Many reported studies indicated that the EGFR FISH results correlate with the EGFR gene mutations, but the correlation is not absolute. The main issue is the definition of FISH-positive and -negative results. EGFR amplification by FISH has been reported in 7–40% of non-small cell lung carcinomas, more frequently in squamous cell carcinomas. This wide range most likely reflects a variation in techniques and interpretation criteria. However, balanced trisomy and polysomy are more frequent events leading to EGFR gain. The Colorado group introduced a very complex scoring system for EGFR FISH interpretations, which correlates very well with the patient's response to tyrosine kinase inhibitors therapies and may have prognostic significance. We clearly showed that EGFR amplification alone does not predict EGFR mutations. However, EGFR FISH positivity and negativity defined by the Colorado criteria was a good predictor of EGFR mutations. As there are many criteria included in the Colorado scoring scheme, we decided to determine which criteria is the best predictor of mutations. Many of our cases that showed EGFR amplification, also had a high polysomy. However, a significant number of cases had high polysomy alone particularly in EGFR-mutated group. Logistic regression showed that high polysomy is the best predictor of EGFR mutations. It is important to mention, that this observation was not limited to the EGFR-mutated group only.
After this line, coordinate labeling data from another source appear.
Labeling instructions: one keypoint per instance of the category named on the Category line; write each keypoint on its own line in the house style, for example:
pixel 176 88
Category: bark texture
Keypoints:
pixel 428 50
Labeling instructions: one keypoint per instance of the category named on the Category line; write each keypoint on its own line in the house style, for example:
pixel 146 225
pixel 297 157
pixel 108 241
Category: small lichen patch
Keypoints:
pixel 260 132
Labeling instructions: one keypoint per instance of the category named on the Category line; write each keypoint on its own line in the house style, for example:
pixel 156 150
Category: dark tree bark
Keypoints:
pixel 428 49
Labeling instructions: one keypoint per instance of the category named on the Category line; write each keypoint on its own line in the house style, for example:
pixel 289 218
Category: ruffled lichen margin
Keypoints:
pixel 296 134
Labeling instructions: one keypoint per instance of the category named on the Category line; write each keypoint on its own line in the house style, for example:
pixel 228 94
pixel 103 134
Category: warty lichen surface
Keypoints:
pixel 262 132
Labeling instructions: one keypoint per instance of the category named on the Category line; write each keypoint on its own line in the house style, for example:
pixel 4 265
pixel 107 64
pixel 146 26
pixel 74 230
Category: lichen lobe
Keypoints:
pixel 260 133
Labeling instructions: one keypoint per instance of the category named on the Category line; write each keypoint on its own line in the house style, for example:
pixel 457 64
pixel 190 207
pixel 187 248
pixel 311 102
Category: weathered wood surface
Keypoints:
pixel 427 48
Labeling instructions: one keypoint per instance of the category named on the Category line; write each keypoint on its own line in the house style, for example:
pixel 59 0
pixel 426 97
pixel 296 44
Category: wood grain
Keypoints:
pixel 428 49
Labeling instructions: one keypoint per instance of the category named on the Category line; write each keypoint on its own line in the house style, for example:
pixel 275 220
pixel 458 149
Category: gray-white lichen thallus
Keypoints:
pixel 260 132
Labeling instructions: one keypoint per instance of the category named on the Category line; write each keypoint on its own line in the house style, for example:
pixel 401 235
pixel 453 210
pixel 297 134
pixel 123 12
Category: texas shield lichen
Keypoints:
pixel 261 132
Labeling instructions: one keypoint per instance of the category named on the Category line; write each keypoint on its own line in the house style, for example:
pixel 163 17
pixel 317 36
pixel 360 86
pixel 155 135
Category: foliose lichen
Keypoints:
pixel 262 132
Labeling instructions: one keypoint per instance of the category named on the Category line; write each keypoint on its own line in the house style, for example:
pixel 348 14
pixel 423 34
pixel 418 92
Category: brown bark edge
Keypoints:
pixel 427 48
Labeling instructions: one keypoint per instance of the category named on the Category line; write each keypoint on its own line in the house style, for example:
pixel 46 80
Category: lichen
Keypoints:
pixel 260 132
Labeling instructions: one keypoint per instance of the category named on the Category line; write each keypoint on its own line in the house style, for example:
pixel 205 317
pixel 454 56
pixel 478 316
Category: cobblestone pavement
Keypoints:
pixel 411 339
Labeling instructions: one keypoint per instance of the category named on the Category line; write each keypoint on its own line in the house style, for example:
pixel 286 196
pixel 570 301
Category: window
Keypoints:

It was also observed in the other two studied groups indicating that FISH analysis cannot replace mutational analysis. Our study indicates that is important to distinguish polysomy and gene amplification for EGFR copy number assessment in lung adenocarcinomas. Furthermore, this indicates that EGFR FISH is a preferable method over chromogenic in situ hybridization, which cannot readily distinguish chromosome 7 polysomy from EGFR gene amplification. On the other hand, many studies indicate that mutational analysis is the best predictor of patient's response to EGFR tyrosine kinase inhibitors. In that case, EGFR FISH cannot be used as a replacement for mutational analysis, as EGFR FISH positivity is observed across all the three study groups regardless of their genotype.

In summary, detection of lung carcinoma genotype is important for treatment decision. There is variability in the extent of testing of lung carcinomas. Currently, some institutions are testing every lung adenocarcinoma, some are testing none and some are testing only lung carcinomas at the oncologist request. There is a need to develop a universal algorithmic approach based on clinical and histological parameters. A comprehensive statistical analysis in our study showed clinical and pathological predictors of lung adenocarcinoma genotype. Owing to the large morphological and clinical overlap between tumors with and without EGFR and KRAS mutations, none of the criteria can be used as the selection criteria for targeted molecular testing in an individual case. In the future, personalized medicine will become the standard of care for adenocarcinomas, and the possibility exists for all lung carcinomas to undergo molecular testing. Until such time and in the current economical environment, we need to develop an algorithmic method that would best reduce the cost of molecular testing. As KRAS mutations are more common in the Western population, it would be the first choice for testing; if the results are negative, EGFR mutational analysis could be carried out as a second step.